Thursday, July 16, 2009

Little Bear

We were sitting on the porch this morning, Lori and I, enjoying coffee and Oreos and the pleasant, cool, blue-skied morning. As is usually the case on Thursdays, our days off coincided, so we were, as my friend Ty says, “getting up slow”. Joining us in this prelude to the day was our goofy dog Little Bear.
Little Bear is, as Lori often says, our gift from God. He was, when he moved in back in May, a five month old Labradoodle, that was in need of a home. The young couple who had originally gotten, and named, Little Bear was splitting up, and neither of them could, or would, keep their puppy. When the girl half of the couple shared their dilemma with Lori, we had just become dogless. Our precious baby girl Maddie had just died, so we happened to have a hole in our family approximately the size and shape of their puppy. For dog owners, or dog lovers more accurately, there is a symbiosis between a dog and his people. They, our dogs, are needy and almost helpless, and they fulfill the programmed need in some of us to be needed, to be depended on, and to receive wet-nosed kisses and wagging tails in appreciation. So the aching need for that special relationship with a dog was filled when Little Bear came to stay.
But he is funny looking.

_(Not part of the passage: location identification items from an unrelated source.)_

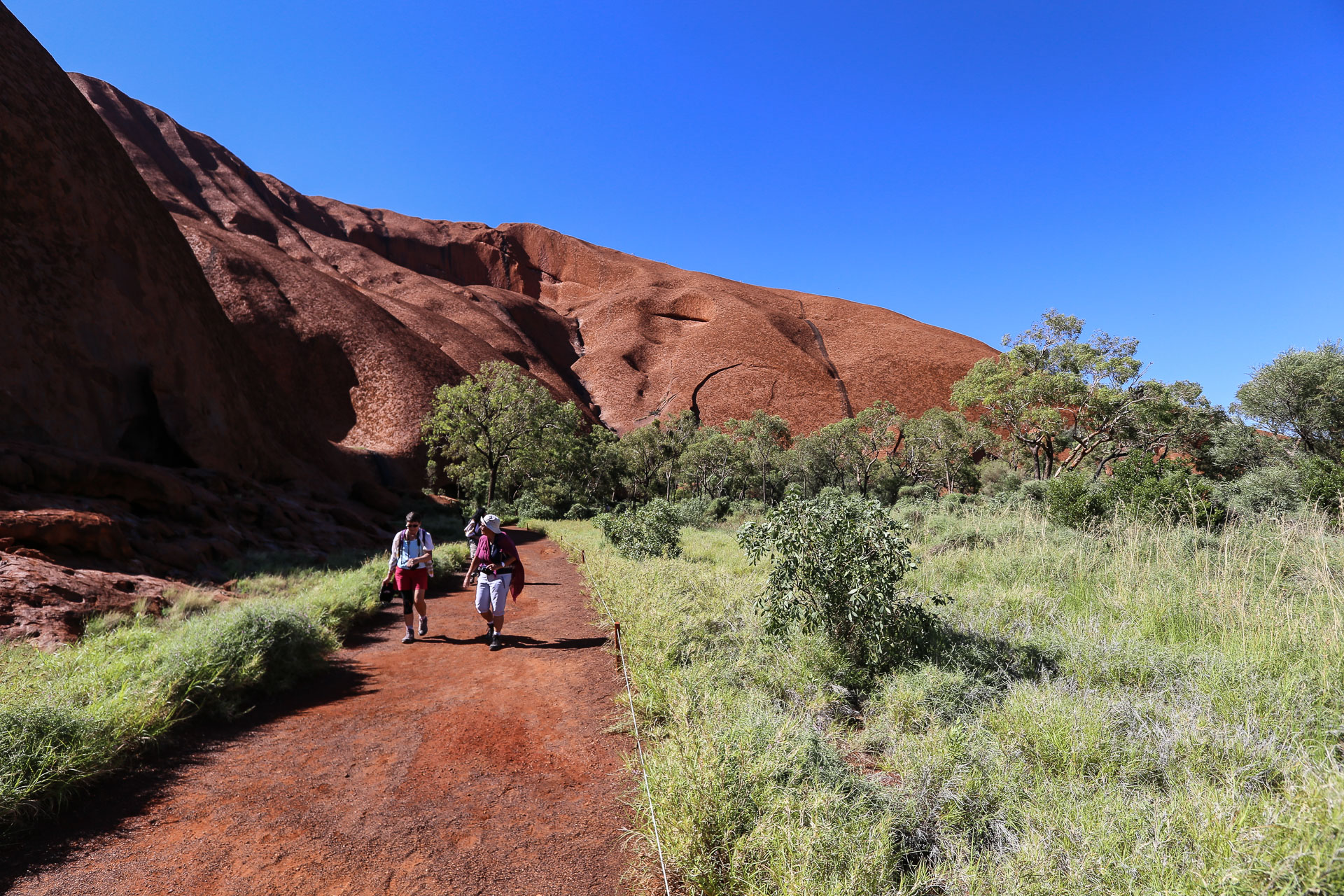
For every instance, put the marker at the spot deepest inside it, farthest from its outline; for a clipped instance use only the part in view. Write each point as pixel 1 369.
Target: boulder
pixel 71 531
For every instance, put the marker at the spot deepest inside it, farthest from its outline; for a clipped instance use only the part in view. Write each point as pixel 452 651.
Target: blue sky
pixel 1168 171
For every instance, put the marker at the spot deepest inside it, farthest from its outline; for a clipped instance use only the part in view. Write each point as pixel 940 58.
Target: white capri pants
pixel 492 593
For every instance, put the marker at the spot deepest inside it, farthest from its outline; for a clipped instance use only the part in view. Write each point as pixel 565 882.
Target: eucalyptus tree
pixel 498 421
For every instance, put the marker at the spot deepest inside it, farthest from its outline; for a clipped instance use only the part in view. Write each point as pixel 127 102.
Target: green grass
pixel 71 715
pixel 1138 710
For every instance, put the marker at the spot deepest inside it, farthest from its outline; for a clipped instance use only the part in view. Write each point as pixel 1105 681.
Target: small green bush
pixel 1161 489
pixel 1073 500
pixel 1323 482
pixel 921 492
pixel 836 564
pixel 648 531
pixel 578 512
pixel 1276 488
pixel 533 507
pixel 702 514
pixel 997 479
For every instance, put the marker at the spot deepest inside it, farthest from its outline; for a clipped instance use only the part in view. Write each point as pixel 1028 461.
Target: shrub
pixel 836 568
pixel 1323 482
pixel 1275 488
pixel 648 531
pixel 578 512
pixel 533 507
pixel 1163 489
pixel 920 492
pixel 702 514
pixel 997 479
pixel 1073 500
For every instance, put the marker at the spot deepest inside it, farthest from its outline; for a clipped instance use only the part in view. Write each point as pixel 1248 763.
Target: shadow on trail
pixel 521 643
pixel 134 789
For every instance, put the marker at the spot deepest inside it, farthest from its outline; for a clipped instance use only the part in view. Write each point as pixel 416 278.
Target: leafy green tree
pixel 651 530
pixel 836 568
pixel 1062 400
pixel 939 448
pixel 654 453
pixel 498 422
pixel 1323 482
pixel 1300 394
pixel 643 453
pixel 764 438
pixel 711 463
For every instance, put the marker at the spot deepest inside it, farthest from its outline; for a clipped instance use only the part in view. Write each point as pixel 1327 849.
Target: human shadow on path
pixel 521 643
pixel 134 789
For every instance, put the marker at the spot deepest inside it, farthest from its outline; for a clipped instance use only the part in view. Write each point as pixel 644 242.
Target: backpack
pixel 420 546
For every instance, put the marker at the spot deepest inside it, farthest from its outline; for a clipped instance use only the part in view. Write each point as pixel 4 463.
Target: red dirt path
pixel 447 770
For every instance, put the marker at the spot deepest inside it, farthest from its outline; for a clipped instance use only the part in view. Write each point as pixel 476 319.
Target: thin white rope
pixel 635 719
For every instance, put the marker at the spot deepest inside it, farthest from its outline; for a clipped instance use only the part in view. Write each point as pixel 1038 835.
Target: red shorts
pixel 407 580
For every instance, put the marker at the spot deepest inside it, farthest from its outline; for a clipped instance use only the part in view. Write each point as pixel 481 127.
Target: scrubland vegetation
pixel 1142 707
pixel 74 713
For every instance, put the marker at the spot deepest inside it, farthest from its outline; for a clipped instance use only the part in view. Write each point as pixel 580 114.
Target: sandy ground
pixel 436 767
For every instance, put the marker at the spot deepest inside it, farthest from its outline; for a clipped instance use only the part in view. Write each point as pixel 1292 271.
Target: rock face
pixel 198 362
pixel 140 435
pixel 388 305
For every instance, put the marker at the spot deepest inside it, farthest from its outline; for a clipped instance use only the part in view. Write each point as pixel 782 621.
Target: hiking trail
pixel 436 767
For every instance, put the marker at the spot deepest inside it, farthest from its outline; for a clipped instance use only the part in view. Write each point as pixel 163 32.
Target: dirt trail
pixel 437 767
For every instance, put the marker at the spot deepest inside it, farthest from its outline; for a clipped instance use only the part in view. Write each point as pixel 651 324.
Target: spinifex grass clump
pixel 1142 708
pixel 81 711
pixel 836 568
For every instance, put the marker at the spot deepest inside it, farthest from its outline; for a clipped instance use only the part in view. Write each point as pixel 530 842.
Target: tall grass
pixel 1142 708
pixel 76 713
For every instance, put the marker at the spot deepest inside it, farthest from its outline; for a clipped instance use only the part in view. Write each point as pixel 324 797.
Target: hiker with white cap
pixel 500 577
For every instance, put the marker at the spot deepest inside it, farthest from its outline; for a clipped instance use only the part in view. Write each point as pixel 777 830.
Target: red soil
pixel 447 769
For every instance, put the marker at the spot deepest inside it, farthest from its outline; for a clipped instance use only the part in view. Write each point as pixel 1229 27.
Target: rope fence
pixel 635 720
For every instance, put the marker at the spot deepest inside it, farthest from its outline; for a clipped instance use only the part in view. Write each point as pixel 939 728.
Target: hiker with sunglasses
pixel 502 577
pixel 413 564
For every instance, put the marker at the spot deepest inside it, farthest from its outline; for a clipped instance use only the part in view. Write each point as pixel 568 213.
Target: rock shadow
pixel 99 811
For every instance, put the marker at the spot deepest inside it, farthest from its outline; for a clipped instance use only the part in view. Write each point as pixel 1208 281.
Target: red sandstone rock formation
pixel 137 428
pixel 625 337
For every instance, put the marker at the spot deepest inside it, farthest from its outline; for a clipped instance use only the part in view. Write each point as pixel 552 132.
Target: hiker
pixel 502 577
pixel 413 564
pixel 473 528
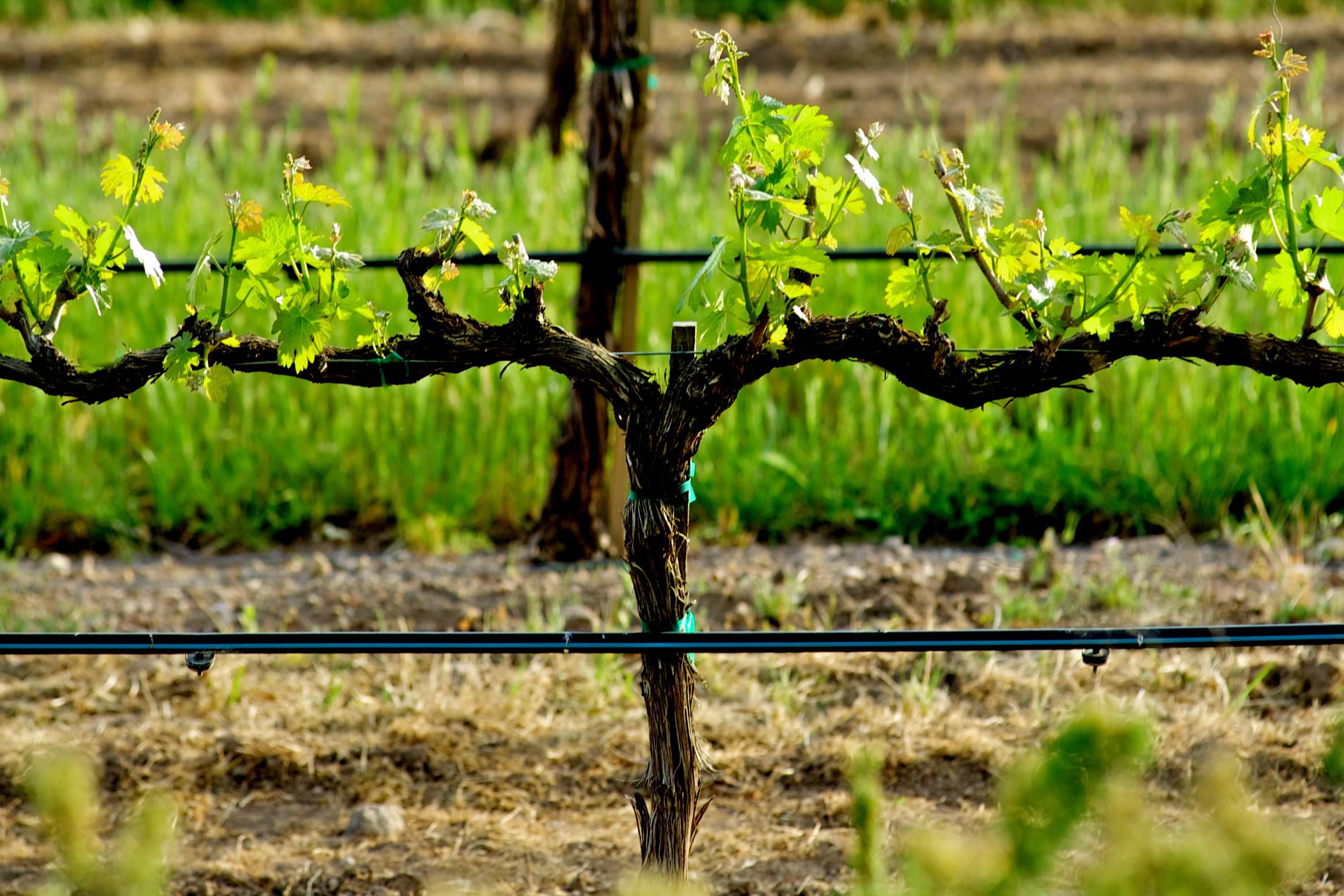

He has a bad perm, feet the size of oven-mits, his head is too big for his body, his snout is too wide for his head. He looks like a Sesame Street character, Snuffleupagus, or a cartoon caricature of a dog. I learned, through the magic of Google, that Labradoodles were “invented” in Australia by some guy whose goal was to create a service dog that folks with allergic reaction to dogs' shedding could use, as Labradoodles don't shed. Yeah, right. Despite what Wikipedia says, I think what really happened was, this fellow, Wally Conron, was sitting around the kennel one night with some buddies, having a few too many Fosters, and the conversation turned to “wouldn't it be funny if...” Next thing you know, Mrs. Fleeglehorn's Standard Poodle is in the pen with Mr. Goodermuth's Lab, and sixty days later there is a litter of cartoon puppies.
The internet also informed me our new child was intelligent and easily trainable. Well, after all the hours and effort invested in teaching LB to shake, he should have received a Bachelors Degree, rather than the training treat blob of synthetic liver he got. We're working on “Lay Down”, but he looks at us like we're asking him to do Logarithms. There is no way on this green Earth this dog could be trained to help someone cross the street. Also, listed among the traits typical of Labradoodles is “an affinity for water and strong swimming ability”. Just last week we were sitting by the Juniata River, throwing a stick in the water for Bear to retrieve. He did good, chasing the stick with enthusiasm, as long as he could touch. If he couldn't reach the stick on foot, Lori would have to wade out and get it for him. But that's o.k. We've told him he doesn't have to be a straight A student, just do his best. His real job, after all, is leaning against me so I'll rub his belly, licking my ear in the morning to tell me he's done sleeping now, and wanting to hang out with us as much as possible. He's excellent at those skills.

1 comment:

emily said...

We personally know 2 goldendoodles. Cute dogs, they shed too although they aren't supposed to, and they are very friendly! I'm not too sure about their intelligence level, I try not to be too judgemental in that particular area.